It was never going to be easy. We had read countless horror stories of the bus from Siem Reap, Cambodia to 4000 islands, Laos.
The specifics are too tiring, and there are too many things that went wrong to write it out in detail, but it involved an overbooked bus meaning the two of us shared a single seat for 12hr, corrupt border control officials, and three bus changes, the last of which deposited us on the side of a deserted Laotian road.
It ended with us boarding a leaky wooden longboat whose engine needed a lot of caressing before agreeing to start. We crossed the Mekong in the dark, guided only by the light from the pilot’s phone.

Nearby, we swam in the river, and searched for endangered pink river dolphins, but didn’t see any.
We observed a third unique fishing method. Along with the stilt fisherman of Sri Lanka and leg fishermen in Myanmar, the men here continue to show that there’s more to fishing than a line and rod. (Most people were probably aware of this, but I wasn’t.) Here they use nets.

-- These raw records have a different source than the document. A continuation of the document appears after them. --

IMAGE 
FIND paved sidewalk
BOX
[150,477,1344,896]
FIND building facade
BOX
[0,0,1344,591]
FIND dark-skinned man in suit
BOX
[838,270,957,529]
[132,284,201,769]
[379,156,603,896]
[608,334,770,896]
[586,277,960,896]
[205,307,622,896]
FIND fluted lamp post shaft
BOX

Square, weighted nets are flung onto the surface of the river, then a line cinches it in, and the net is hauled up and inspected for fish.

4,000 Islands, is perhaps, one of the most relaxing places on earth. Other than the aforementioned sights, there’s not a lot to see. The pace of life is very slow. Residents give a new meaning to the phrase “island time”, as they slowly attend to tasks. Easily, it took one hour for simple meals to be prepared.


By chance we happened to be there for a local festival. We walked miles in the dark to reach the the party, where there were two stages, both blasting music to compete with one another. We listened to the music, viewed the traditional dances, and watched locals eat things like fried pig’s feet.